Protecting mature and old-growth forests (MOG) as pillars of biodiversity and climate resilience

Giant Sequoias (redwoods) in the worlds largest sequoia grove, the Redwood Mountain Grove, located in the Kings Canyon National Park and the Giant Sequoia National Monument, California.

In a paper published in Frontiers, Mature and old-growth forests contribute to large-scale conservation targets in the conterminous United States, an international team of scientists released the first ever coast-to-coast, map-based assessment of Mature and Old-Growth (MOG) forests in the continental United States. Older forests play a vital role in sequestering and storing carbon while fostering very high levels of biodiversity—serving as an important solution to solving the interconnected crises of climate change and biodiversity loss.

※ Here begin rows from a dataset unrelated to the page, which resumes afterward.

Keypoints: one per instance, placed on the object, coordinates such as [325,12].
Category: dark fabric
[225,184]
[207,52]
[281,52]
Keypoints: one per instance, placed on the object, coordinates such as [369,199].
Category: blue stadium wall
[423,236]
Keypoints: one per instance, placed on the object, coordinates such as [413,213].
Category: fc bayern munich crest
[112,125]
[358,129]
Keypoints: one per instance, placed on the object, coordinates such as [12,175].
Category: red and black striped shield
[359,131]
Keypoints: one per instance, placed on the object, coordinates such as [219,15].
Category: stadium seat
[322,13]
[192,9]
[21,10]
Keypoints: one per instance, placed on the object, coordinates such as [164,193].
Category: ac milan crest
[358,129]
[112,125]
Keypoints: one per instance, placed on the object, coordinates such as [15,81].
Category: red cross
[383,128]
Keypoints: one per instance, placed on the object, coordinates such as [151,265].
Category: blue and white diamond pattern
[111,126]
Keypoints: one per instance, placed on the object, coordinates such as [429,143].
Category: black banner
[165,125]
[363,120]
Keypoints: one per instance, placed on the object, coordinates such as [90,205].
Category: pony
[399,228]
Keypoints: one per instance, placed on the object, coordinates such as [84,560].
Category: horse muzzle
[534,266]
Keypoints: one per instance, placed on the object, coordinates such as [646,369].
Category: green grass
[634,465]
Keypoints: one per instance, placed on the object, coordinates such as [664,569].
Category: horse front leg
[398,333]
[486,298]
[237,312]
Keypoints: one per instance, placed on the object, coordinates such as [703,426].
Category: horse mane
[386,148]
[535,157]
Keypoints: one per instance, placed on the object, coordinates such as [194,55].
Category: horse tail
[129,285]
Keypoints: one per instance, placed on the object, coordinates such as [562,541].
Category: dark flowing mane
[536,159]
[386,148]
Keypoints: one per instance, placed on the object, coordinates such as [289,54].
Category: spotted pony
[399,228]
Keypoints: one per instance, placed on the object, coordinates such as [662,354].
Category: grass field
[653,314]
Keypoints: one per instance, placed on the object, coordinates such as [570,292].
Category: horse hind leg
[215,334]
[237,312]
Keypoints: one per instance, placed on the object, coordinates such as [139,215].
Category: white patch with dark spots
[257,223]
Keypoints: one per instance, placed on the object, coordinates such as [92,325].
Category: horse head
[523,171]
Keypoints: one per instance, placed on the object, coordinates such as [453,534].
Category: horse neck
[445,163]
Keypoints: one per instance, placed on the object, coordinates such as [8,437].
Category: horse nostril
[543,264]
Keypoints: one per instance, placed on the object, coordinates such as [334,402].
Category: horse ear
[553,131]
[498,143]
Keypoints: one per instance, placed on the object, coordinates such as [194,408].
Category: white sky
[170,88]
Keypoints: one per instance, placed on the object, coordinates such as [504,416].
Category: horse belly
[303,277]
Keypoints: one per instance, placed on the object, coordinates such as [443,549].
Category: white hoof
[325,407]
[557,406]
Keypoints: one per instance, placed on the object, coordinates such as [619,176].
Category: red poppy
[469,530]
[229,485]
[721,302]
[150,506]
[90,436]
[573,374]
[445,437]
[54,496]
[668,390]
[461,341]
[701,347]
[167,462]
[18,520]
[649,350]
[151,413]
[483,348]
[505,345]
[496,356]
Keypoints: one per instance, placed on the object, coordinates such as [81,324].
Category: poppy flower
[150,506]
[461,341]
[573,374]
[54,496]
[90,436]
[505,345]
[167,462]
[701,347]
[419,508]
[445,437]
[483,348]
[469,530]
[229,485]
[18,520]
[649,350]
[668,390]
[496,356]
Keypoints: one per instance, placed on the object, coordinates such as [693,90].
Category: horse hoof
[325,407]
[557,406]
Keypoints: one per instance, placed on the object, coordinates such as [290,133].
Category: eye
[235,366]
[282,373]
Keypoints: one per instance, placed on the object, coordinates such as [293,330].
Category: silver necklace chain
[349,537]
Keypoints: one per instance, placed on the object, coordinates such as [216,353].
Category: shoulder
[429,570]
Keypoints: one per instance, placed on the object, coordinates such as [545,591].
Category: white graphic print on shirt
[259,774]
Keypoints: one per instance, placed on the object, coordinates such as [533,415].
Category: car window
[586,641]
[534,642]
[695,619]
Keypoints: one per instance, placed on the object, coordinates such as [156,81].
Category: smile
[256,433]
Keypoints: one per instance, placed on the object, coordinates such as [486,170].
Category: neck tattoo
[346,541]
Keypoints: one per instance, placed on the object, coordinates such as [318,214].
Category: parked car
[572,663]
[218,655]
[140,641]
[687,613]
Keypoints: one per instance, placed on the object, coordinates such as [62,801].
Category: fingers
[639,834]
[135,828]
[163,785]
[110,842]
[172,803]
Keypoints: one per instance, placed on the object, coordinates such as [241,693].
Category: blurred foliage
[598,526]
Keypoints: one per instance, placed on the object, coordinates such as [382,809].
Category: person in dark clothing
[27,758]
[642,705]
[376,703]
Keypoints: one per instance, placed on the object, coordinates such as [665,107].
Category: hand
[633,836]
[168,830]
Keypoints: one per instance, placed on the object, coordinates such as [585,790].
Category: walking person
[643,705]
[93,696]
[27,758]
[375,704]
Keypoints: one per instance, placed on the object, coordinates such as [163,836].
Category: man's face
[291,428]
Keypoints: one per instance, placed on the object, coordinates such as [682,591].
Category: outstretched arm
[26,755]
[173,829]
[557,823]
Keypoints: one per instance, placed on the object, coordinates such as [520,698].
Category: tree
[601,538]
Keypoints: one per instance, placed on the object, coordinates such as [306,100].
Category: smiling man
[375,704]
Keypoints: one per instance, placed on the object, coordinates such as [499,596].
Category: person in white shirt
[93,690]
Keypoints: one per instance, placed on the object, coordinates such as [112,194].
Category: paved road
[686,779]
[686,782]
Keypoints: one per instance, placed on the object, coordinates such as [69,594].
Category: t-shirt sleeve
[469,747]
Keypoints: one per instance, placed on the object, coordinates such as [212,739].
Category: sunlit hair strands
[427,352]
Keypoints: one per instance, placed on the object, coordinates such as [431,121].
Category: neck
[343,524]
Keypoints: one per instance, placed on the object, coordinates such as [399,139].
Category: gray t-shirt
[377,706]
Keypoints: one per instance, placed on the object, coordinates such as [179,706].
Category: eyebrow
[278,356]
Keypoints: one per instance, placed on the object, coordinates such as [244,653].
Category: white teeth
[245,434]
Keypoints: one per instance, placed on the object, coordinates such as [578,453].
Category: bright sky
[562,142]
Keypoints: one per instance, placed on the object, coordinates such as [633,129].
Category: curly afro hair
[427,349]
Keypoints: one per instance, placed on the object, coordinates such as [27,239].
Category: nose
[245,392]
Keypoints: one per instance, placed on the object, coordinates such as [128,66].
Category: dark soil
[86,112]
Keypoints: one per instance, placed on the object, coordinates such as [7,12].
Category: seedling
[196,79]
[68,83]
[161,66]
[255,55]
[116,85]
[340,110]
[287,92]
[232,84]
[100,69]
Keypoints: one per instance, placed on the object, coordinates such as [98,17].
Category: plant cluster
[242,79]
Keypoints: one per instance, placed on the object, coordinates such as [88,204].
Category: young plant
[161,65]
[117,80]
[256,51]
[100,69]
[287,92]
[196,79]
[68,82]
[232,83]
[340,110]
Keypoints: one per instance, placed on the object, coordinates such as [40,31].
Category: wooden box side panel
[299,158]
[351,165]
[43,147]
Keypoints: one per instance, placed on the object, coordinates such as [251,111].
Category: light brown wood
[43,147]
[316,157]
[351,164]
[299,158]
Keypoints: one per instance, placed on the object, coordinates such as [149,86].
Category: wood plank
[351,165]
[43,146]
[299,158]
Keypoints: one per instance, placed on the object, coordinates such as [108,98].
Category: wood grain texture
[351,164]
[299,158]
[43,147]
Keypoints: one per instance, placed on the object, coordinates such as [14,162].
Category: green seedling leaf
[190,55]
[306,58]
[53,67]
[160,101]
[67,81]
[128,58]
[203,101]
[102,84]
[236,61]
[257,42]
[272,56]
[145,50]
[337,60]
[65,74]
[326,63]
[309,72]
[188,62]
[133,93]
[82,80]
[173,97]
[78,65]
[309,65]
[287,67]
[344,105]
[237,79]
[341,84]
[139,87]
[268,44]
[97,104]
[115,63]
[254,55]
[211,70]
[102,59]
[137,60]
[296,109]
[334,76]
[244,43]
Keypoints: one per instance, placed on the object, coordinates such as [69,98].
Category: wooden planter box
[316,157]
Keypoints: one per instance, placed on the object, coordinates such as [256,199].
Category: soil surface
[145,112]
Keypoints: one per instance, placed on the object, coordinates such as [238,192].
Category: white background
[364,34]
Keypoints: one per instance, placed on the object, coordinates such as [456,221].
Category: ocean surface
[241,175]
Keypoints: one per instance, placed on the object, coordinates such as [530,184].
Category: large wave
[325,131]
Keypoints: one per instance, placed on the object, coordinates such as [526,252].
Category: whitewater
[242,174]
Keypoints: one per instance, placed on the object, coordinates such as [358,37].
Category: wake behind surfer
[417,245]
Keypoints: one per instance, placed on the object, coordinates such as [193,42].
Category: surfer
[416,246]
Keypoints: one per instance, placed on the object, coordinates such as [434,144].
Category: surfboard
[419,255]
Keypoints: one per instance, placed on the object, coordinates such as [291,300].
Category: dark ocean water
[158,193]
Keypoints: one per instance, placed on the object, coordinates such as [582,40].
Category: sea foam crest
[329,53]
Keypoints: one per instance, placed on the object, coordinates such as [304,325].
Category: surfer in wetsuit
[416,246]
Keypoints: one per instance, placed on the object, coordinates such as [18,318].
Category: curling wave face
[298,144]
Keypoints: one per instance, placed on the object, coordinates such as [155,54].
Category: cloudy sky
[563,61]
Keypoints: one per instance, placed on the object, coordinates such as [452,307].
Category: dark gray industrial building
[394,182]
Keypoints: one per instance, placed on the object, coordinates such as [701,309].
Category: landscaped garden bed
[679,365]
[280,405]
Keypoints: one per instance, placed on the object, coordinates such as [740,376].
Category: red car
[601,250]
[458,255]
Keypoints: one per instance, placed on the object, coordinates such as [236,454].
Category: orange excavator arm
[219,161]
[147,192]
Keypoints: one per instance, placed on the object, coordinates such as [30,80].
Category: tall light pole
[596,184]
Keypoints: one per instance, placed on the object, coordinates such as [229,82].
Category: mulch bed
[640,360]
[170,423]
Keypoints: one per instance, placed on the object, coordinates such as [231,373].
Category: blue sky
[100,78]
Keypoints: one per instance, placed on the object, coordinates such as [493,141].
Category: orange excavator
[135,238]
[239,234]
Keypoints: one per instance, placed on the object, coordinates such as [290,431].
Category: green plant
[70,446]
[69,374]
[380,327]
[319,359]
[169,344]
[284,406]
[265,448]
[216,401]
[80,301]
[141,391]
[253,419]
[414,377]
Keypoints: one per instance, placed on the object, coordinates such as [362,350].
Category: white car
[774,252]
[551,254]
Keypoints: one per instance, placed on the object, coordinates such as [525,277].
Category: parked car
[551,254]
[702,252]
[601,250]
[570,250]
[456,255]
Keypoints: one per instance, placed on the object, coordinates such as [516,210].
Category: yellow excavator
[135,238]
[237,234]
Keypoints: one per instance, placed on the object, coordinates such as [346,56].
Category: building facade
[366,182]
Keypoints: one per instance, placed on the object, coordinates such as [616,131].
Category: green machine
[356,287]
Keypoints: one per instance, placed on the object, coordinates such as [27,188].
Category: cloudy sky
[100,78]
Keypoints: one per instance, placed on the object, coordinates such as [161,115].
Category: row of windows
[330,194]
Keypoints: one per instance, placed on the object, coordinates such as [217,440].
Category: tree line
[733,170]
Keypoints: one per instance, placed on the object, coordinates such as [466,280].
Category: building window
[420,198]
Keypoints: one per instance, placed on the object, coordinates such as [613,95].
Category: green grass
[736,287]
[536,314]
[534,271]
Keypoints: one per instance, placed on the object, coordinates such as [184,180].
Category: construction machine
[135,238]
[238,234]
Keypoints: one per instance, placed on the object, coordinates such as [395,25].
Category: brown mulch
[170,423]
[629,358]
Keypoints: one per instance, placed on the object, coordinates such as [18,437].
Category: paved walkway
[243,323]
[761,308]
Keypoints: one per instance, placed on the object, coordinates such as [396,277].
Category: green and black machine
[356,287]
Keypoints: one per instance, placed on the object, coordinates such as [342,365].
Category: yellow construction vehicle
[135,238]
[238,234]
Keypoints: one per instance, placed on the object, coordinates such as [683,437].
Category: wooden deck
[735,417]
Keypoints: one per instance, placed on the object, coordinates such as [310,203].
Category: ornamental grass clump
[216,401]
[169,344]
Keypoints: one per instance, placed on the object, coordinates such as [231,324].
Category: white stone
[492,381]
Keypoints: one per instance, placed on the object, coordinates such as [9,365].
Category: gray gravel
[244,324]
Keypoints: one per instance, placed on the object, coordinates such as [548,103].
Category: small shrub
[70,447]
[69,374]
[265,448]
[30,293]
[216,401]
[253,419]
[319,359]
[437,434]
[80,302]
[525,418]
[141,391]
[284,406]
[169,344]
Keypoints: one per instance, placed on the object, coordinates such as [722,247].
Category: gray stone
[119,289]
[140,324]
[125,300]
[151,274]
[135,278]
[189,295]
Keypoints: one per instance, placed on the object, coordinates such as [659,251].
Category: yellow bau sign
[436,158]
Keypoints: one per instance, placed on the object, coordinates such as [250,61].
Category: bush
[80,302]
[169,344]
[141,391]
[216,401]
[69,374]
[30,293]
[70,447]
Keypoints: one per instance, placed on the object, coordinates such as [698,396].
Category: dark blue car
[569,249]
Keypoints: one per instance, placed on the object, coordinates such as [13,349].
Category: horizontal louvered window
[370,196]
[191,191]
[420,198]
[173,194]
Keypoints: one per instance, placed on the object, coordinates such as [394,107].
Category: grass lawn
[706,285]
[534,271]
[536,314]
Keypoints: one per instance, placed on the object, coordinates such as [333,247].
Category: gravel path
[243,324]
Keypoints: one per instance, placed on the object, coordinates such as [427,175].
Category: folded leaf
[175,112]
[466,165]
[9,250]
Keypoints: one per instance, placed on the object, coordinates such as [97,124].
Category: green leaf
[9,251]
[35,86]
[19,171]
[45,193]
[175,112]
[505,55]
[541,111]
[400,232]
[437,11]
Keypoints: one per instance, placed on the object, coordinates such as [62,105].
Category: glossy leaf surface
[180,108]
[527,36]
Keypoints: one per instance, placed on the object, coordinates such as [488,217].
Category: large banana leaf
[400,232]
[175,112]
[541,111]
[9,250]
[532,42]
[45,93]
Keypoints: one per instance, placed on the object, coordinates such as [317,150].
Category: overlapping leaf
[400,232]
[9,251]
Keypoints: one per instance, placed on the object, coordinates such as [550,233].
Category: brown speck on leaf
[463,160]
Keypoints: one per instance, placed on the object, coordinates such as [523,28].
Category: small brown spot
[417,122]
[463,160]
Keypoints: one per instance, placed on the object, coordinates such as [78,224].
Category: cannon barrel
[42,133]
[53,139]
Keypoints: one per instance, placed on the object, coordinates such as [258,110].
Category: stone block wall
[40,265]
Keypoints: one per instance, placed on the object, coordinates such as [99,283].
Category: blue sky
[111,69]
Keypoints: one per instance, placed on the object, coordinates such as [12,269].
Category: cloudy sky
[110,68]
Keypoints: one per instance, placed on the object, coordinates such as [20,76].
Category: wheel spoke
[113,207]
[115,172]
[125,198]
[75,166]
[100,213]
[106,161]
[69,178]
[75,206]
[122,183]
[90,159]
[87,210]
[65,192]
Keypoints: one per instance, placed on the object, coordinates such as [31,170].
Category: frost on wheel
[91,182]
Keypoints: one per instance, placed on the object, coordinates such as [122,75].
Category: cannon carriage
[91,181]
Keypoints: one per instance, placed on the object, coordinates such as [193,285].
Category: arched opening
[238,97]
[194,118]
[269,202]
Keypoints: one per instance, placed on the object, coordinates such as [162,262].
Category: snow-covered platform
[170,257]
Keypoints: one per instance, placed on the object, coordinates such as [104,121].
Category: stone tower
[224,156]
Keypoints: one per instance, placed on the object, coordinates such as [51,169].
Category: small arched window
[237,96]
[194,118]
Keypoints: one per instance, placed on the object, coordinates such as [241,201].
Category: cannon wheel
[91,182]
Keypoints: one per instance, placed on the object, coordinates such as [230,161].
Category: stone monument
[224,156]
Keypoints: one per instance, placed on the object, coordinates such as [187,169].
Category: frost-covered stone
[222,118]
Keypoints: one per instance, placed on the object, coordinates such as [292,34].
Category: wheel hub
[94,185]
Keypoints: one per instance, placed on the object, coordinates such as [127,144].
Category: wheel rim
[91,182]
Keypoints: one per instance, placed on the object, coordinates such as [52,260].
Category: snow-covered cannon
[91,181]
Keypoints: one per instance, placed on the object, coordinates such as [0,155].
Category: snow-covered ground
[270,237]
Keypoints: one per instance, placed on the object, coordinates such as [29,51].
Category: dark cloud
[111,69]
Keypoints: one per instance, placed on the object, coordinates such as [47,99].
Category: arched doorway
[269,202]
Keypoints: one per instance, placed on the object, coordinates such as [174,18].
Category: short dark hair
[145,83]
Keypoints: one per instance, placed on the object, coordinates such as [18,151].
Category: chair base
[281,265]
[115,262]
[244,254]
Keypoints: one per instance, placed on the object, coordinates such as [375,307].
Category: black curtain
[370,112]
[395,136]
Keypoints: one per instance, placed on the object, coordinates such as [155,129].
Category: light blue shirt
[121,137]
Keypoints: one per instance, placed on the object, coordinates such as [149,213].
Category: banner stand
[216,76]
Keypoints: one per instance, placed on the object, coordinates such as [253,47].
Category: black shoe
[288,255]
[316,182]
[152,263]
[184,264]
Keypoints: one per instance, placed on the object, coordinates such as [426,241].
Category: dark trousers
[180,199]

While land development and logging have threatened old-growth forests in the US for decades, drastically decreasing their footprint across the country, many areas are beginning to mature now that activities have ceased. This assessment provides a blueprint for quantifying and mapping these older (maturing and old-growth) forests to inform national policies on forest and climate change—aimed particularly at the Biden Administration’s executive orders to protect at least 30% of all lands and waters and to conserve older forests.

Distribution of modeled Mature and Old-Growth forests for the conterminous United States, DellaSalla (2022).

Using processed satellite images to identify structural measures related to forest maturity, scientists found that older forests make up nearly 170 million acres (36%) of all forests in the contiguous US. While older forests in National parks are fully protected, only 24% of national forests and Bureau of Land Management (BLM) lands that contain older forests have similar protections. The study has identified 50 million acres of older federal forests as at-risk from logging, which, if cut down, would emit the equivalent of 9% of US annual greenhouse gasses.

Our study confirms the outsized role that the nation’s older forests play in addressing the global climate and biodiversity crises. Protecting older forests from logging on federal lands is critical to President Biden’s plan to reduce greenhouse gas emissions by 50-52% of 2005 levels by 2030. By avoiding emissions from logging, carbon is retained in the forest and not sent to the atmosphere, which would increase global warming and climate impacts. — Dr. Dominick A. DellaSala, Lead Author and Chief Scientist with Wild Heritage

This work is part of a global effort to map the world’s remaining primary and old-growth forests, an effort that is vitally important as the world’s governments begin a process to expand their protected area networks on the heels of the UN post-2020 Global Biodiversity Framework.